If you run it the second time, you will get a
Violation of PRIMARY KEY constraint error
This is the code:
Insert into Table_2
Select distinct *
from Table_1
where table_1.ID >1
Using ignore Duplicates on the unique index as suggested by IanC here was my solution for a similar issue, creating the index with the Option WITH IGNORE_DUP_KEY
In backward compatible syntax
, WITH IGNORE_DUP_KEY is equivalent to WITH IGNORE_DUP_KEY = ON.
Ref.: index_option
From SQL Server you can set a Unique key index on the table for (Columns that needs to be unique)
A little off topic, but if you want to migrate the data to a new table, and the possible duplicates are in the original table, and the column possibly duplicated is not an id, a GROUP BY will do:
INSERT INTO TABLE_2
(name)
SELECT t1.name
FROM TABLE_1 t1
GROUP BY t1.name
In my case, I had duplicate IDs in the source table, so none of the proposals worked. I don't care about performance, it's just done once.
To solve this I took the records one by one with a cursor to ignore the duplicates.

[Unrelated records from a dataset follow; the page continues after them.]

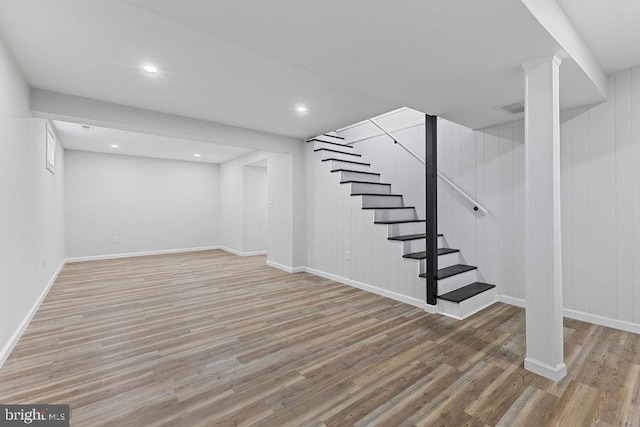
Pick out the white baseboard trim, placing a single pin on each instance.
(286, 267)
(582, 316)
(518, 302)
(369, 288)
(554, 373)
(138, 254)
(243, 254)
(13, 340)
(602, 321)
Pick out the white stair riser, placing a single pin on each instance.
(420, 245)
(339, 156)
(336, 164)
(345, 149)
(360, 187)
(446, 260)
(456, 282)
(374, 201)
(469, 306)
(407, 229)
(358, 176)
(395, 214)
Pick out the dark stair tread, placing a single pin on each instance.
(351, 170)
(347, 161)
(364, 182)
(410, 237)
(423, 254)
(466, 292)
(443, 273)
(333, 136)
(403, 221)
(329, 142)
(390, 207)
(338, 151)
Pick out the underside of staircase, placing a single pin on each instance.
(460, 291)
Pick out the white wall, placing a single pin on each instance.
(149, 204)
(280, 208)
(255, 226)
(32, 213)
(489, 165)
(601, 203)
(600, 162)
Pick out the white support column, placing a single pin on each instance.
(545, 355)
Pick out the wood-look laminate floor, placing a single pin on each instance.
(209, 338)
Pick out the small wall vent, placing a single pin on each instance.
(515, 108)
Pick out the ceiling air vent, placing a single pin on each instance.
(515, 108)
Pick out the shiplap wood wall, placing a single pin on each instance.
(600, 189)
(601, 203)
(336, 223)
(489, 165)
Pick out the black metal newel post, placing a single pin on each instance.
(431, 154)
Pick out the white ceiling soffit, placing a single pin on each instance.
(248, 63)
(611, 28)
(74, 136)
(96, 49)
(457, 59)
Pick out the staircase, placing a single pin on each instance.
(460, 291)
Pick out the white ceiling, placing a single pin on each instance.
(611, 29)
(100, 140)
(249, 63)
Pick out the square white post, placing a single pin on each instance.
(545, 354)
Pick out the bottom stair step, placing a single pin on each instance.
(466, 292)
(423, 254)
(443, 273)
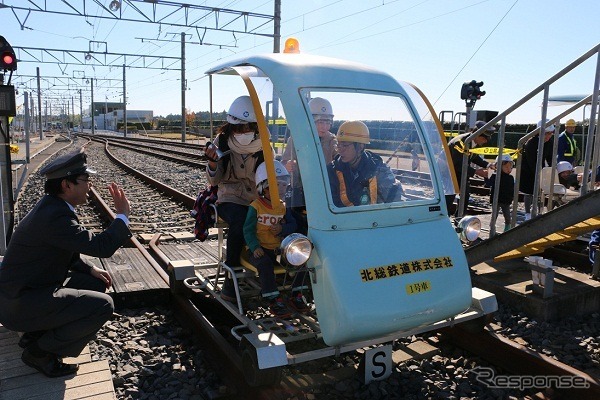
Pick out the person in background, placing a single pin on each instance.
(416, 162)
(567, 145)
(265, 227)
(234, 173)
(529, 162)
(566, 175)
(358, 176)
(457, 149)
(322, 114)
(506, 192)
(593, 245)
(47, 290)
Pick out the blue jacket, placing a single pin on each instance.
(360, 183)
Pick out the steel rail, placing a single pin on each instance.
(519, 359)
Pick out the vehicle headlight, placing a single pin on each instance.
(469, 228)
(296, 249)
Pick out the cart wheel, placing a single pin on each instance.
(254, 376)
(477, 325)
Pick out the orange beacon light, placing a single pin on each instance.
(292, 46)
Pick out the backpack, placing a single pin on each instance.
(203, 213)
(224, 146)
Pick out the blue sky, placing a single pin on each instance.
(511, 45)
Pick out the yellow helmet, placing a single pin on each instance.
(353, 131)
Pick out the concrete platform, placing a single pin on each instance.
(19, 381)
(511, 281)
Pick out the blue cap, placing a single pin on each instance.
(72, 164)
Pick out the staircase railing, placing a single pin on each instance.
(592, 151)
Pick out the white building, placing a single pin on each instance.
(111, 120)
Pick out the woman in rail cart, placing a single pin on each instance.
(234, 173)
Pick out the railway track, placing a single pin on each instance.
(194, 306)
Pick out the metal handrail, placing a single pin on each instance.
(502, 117)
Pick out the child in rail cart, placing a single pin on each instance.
(504, 164)
(266, 224)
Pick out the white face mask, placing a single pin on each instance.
(244, 138)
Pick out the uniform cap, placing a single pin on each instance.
(571, 122)
(563, 166)
(72, 164)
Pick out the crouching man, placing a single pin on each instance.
(46, 289)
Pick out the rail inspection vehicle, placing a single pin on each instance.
(378, 271)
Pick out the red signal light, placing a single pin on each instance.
(7, 59)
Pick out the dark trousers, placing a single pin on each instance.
(235, 216)
(70, 315)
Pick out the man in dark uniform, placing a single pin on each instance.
(46, 289)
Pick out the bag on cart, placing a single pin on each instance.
(203, 213)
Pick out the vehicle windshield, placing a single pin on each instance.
(370, 147)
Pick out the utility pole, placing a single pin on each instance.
(39, 105)
(80, 112)
(276, 49)
(105, 110)
(183, 114)
(93, 112)
(124, 104)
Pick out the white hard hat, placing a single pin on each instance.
(549, 128)
(505, 157)
(320, 106)
(354, 131)
(563, 166)
(241, 111)
(261, 174)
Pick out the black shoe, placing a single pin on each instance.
(48, 364)
(29, 338)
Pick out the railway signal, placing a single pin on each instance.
(8, 59)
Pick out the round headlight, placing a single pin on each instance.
(296, 249)
(469, 228)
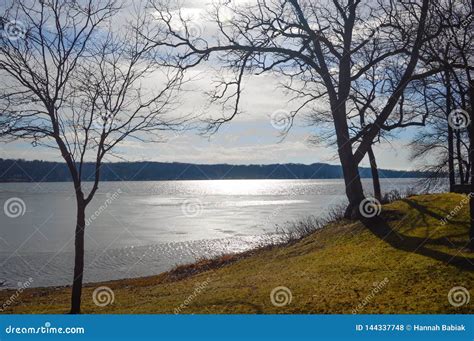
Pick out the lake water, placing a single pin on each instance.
(144, 228)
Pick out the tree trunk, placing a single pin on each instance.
(459, 157)
(354, 190)
(79, 256)
(375, 175)
(452, 179)
(471, 157)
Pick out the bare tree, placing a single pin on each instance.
(320, 47)
(74, 80)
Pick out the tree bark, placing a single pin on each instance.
(452, 179)
(471, 157)
(375, 175)
(79, 256)
(459, 158)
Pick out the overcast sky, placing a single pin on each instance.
(249, 139)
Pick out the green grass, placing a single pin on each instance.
(334, 270)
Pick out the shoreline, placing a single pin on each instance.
(327, 272)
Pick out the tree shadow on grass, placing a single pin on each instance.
(426, 211)
(381, 229)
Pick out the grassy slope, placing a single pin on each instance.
(330, 271)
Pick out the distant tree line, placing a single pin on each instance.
(42, 171)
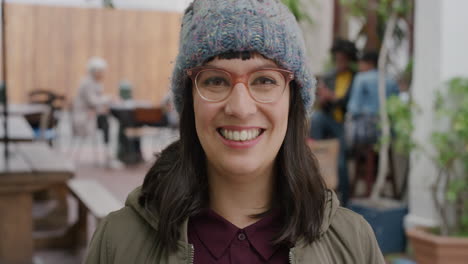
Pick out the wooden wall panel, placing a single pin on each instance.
(48, 47)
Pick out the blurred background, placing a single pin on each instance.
(86, 103)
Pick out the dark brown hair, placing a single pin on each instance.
(176, 186)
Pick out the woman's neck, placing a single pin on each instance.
(236, 201)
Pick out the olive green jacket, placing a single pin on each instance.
(128, 236)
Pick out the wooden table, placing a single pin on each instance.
(18, 129)
(128, 149)
(29, 168)
(25, 109)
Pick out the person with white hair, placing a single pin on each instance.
(91, 106)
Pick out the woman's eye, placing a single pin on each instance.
(216, 82)
(264, 81)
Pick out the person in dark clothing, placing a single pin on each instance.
(332, 98)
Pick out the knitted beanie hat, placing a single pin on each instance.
(213, 27)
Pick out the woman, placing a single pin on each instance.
(90, 106)
(240, 186)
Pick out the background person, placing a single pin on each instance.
(90, 107)
(332, 98)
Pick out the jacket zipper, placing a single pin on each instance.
(191, 254)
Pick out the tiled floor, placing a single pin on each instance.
(117, 178)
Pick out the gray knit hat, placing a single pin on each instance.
(213, 27)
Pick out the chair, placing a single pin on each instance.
(150, 122)
(44, 124)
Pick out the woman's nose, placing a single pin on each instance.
(240, 103)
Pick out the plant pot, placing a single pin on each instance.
(433, 249)
(387, 223)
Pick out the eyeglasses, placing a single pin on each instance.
(264, 85)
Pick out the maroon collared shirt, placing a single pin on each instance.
(216, 240)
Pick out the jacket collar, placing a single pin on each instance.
(185, 249)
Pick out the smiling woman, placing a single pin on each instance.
(240, 186)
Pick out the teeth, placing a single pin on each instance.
(242, 135)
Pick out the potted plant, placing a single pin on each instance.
(449, 242)
(384, 215)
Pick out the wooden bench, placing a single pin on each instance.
(92, 198)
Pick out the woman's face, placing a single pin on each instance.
(263, 124)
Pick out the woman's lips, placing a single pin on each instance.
(240, 137)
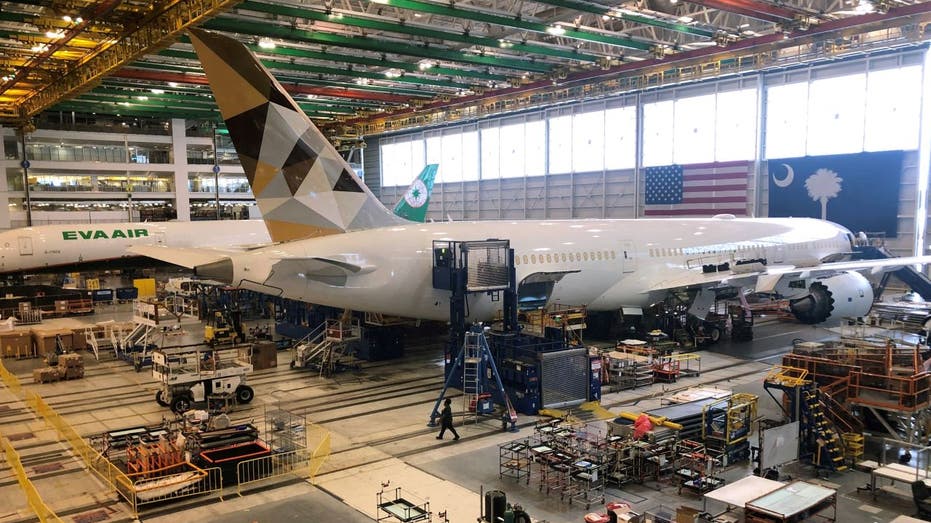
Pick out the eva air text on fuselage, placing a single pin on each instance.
(100, 234)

So here's the code example:
DECLARE #c1 AS VARCHAR(12);
DECLARE #c2 AS VARCHAR(250);
DECLARE #c3 AS VARCHAR(250);
DECLARE MY_cursor CURSOR STATIC FOR
Select
c1,
c2,
c3
from T2
where ....;
OPEN MY_cursor
FETCH NEXT FROM MY_cursor INTO #c1, #c2, #c3
WHILE ##FETCH_STATUS = 0
BEGIN
if (select count(1)
from T1
where a1 = #c1
and a2 = #c2
) = 0
INSERT INTO T1
values (#c1, #c2, #c3)
FETCH NEXT FROM MY_cursor INTO #c1, #c2, #c3
END
CLOSE MY_cursor
DEALLOCATE MY_cursor
I used a MERGE query to fill a table without duplications.
The problem I had was a double key in the tables ( Code , Value ) ,
and the exists query was very slow
The MERGE executed very fast ( more then X100 )
examples for MERGE query
For one table it works perfectly when creating one unique index from multiple field. Then simple "INSERT IGNORE" will ignore duplicates if ALL of 7 fields (in this case) will have SAME values.
Select fields in PMA Structure View and click Unique, new combined index will be created.
A simple DELETE before the INSERT would suffice:
DELETE FROM Table2 WHERE Id = (SELECT Id FROM Table1)
INSERT INTO Table2 (Id, name) SELECT Id, name FROM Table1
Switching Table1 for Table2 depending on which table's Id and name pairing you want to preserve.